Proposed Medicaid cuts could hurt many
April is the eighth annual Medicaid Awareness Month. Sorry to say, but it seems to be the lawmakers who need more awareness, not the people. With the proposed $800 billion federal funding cuts to Medicaid, they are telling the public we are expendable. West Virginia alone stands to lose more than $5 billion in Medicaid, so how does that translate?
One side of the aisle says it will be catastrophic. The other side says we won’t feel the cuts. However this shakes out, West Virginian lives at stake.
For many of us regular folk, we are all too aware of the affordable healthcare and services we could lose. Some 28% of West Virginia residents are enrolled in Medicaid/CHIP. Look around you next time you’re at Kroger or Walmart. It’s 1 in 4 people with some form of affordable healthcare — children, low-income people of all ages, veterans, people with serious disabilities, and people who take care of their children or elderly parents. While politicians are playing checkers with numbers, the rest of us could face a compromised healthcare future, with no fallback plan.

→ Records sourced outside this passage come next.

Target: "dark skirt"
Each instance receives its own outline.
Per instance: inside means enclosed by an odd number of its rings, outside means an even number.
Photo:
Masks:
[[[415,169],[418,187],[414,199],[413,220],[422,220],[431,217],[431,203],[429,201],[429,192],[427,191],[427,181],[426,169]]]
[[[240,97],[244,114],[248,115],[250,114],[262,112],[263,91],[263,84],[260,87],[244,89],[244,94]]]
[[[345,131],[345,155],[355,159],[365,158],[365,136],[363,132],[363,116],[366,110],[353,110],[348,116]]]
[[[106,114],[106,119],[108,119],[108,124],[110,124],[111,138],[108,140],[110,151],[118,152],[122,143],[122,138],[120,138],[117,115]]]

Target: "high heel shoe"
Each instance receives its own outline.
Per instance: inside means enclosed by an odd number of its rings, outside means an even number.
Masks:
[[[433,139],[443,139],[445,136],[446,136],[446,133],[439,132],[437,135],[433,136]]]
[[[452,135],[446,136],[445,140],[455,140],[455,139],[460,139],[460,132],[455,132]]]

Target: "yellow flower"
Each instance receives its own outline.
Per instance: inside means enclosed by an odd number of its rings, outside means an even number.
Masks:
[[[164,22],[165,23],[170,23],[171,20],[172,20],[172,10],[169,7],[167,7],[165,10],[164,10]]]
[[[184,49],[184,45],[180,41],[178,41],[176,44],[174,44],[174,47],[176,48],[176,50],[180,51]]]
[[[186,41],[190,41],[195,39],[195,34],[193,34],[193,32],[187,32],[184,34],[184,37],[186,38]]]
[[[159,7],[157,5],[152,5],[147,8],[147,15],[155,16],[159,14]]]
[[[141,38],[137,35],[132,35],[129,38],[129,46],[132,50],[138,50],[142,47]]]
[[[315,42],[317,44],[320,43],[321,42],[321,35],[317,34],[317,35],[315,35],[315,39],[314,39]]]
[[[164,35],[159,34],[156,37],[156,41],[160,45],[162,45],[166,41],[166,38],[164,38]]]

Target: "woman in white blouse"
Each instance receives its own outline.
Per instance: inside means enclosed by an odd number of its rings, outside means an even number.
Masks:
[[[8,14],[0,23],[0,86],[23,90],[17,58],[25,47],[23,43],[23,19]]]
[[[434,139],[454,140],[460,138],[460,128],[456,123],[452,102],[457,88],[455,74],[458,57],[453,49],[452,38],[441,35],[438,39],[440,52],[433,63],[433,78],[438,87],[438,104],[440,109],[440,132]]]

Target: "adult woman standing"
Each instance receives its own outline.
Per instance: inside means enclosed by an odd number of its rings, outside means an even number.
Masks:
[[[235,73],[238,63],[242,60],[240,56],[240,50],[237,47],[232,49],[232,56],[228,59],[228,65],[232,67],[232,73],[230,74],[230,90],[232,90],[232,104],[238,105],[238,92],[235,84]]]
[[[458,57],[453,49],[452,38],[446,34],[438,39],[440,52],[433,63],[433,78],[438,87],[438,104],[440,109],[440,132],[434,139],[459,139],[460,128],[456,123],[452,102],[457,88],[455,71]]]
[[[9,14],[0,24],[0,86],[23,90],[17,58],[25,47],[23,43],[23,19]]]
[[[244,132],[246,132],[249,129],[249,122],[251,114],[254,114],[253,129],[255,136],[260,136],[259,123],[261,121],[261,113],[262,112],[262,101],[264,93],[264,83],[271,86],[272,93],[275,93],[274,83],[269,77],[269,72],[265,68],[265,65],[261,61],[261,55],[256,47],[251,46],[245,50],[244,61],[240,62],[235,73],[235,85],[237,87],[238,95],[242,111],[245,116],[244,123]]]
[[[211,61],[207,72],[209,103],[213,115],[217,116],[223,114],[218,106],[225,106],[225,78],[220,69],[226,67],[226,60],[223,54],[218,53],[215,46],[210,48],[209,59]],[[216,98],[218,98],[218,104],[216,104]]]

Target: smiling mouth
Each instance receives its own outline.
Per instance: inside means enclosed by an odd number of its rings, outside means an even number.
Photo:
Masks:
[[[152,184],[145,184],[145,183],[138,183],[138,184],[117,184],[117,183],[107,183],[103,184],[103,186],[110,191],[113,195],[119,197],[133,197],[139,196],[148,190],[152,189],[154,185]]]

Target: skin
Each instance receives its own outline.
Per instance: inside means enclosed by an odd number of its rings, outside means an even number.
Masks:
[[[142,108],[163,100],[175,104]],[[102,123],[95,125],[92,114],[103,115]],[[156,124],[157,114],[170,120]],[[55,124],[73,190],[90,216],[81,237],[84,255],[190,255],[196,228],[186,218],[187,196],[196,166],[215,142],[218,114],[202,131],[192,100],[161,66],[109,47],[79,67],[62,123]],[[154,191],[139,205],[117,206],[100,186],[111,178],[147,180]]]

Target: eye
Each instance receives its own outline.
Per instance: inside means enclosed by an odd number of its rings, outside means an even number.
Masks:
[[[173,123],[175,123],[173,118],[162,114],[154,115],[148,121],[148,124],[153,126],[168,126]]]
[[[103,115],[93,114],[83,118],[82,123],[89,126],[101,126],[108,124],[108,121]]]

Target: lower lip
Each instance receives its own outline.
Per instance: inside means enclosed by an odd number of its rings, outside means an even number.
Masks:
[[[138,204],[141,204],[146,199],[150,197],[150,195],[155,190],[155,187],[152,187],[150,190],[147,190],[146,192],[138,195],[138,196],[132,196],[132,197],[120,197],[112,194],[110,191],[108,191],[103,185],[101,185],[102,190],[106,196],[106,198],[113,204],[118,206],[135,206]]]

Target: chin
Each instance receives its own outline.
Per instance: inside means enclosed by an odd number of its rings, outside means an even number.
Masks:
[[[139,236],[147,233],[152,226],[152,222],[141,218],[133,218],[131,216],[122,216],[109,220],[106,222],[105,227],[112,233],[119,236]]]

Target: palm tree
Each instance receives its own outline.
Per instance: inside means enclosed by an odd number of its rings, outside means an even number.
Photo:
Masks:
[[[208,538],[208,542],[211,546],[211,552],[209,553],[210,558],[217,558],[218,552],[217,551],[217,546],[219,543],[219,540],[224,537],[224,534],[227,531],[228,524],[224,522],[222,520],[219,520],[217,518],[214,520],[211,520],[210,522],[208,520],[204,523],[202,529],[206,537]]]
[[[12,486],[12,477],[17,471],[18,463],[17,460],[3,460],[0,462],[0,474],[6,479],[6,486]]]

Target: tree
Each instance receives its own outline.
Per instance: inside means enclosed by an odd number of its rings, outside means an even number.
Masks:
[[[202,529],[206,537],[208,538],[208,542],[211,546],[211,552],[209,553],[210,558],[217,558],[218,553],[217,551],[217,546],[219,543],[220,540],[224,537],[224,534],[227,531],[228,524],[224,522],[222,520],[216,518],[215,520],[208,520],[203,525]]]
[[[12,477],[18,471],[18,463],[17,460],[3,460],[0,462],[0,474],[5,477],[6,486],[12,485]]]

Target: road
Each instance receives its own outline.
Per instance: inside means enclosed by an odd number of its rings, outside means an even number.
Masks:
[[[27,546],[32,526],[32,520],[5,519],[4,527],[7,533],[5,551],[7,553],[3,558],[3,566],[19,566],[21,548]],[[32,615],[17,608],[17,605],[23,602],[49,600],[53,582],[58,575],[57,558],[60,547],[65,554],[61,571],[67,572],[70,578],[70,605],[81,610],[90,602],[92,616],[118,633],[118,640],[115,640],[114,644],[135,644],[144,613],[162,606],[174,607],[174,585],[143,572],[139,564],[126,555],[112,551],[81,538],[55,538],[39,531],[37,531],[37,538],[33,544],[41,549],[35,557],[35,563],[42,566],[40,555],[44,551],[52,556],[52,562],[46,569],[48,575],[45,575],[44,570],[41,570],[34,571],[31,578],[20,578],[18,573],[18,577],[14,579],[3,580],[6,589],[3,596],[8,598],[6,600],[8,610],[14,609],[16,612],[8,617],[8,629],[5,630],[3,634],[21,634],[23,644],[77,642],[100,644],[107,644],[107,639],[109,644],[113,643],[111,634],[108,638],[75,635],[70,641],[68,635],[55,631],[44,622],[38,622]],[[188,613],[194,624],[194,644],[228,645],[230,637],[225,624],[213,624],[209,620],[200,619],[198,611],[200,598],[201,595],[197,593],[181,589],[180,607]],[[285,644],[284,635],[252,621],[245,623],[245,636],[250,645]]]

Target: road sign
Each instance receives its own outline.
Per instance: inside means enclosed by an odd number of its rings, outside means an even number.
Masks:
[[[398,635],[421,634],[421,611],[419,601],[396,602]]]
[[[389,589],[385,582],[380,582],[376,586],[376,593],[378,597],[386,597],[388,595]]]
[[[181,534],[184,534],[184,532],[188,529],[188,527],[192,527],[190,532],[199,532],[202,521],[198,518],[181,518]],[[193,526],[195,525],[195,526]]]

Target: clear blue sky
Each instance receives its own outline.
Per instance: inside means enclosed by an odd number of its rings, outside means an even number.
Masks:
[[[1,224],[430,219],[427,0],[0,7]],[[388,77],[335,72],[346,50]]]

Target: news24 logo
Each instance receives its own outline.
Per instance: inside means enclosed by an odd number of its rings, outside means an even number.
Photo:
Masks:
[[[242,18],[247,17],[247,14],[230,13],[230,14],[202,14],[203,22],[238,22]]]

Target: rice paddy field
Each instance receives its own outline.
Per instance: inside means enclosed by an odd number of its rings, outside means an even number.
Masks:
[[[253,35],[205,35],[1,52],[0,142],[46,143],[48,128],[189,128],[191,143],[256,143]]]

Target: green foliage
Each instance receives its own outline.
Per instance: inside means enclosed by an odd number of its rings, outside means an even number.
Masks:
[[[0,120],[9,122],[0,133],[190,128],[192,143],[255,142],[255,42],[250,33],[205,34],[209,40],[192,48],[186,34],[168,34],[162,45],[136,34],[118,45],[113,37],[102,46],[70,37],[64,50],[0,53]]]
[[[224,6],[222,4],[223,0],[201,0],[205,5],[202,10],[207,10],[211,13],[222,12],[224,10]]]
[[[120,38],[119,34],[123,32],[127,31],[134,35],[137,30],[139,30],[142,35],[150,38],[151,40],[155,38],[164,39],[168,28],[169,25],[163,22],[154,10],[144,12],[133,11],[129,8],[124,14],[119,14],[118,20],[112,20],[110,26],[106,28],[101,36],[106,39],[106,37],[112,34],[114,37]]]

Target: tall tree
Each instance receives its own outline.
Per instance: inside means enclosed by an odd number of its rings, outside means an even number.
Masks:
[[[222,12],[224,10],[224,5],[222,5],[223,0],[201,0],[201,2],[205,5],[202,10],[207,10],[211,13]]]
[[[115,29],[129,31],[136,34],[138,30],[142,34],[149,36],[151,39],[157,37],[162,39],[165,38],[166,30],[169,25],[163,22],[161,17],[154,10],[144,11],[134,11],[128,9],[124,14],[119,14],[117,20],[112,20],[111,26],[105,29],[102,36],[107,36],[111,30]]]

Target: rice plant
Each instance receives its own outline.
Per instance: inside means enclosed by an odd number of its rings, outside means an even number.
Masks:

A yes vote to cut Medicaid means that veterans, people with disabilities, low-income people, children are all expendable. Did you know that half the births in WV are covered by Medicaid? If our lawmakers vote yes to cut Medicaid, it means they are willing to risk the lives of women and babies.
More than 75% of elderly in nursing homes rely on Medicaid. A yes vote is a vote to throw the elderly out on the street. A yes vote could cut hours, beds, services, specialists from rural hospitals and health centers like Valley Health Care.
There are more questions than answers, though. In March, Riley Keaton, District Deputy for Congressman Riley Moore, was kind enough to talk with me, but he had no answer to my questions about how this will impact the people who rely on affordable care, except that it’s a policy question.
It is unacceptable and reckless to cut now, ask questions later. I challenge policy makers to learn about the people who rely on Medicaid.
It is wrong that our friends, family, neighbors and people we haven’t met yet will become the collateral damage of a political war within our own nation. No matter how we voted, we are West Virginians who love our home, our family and our state.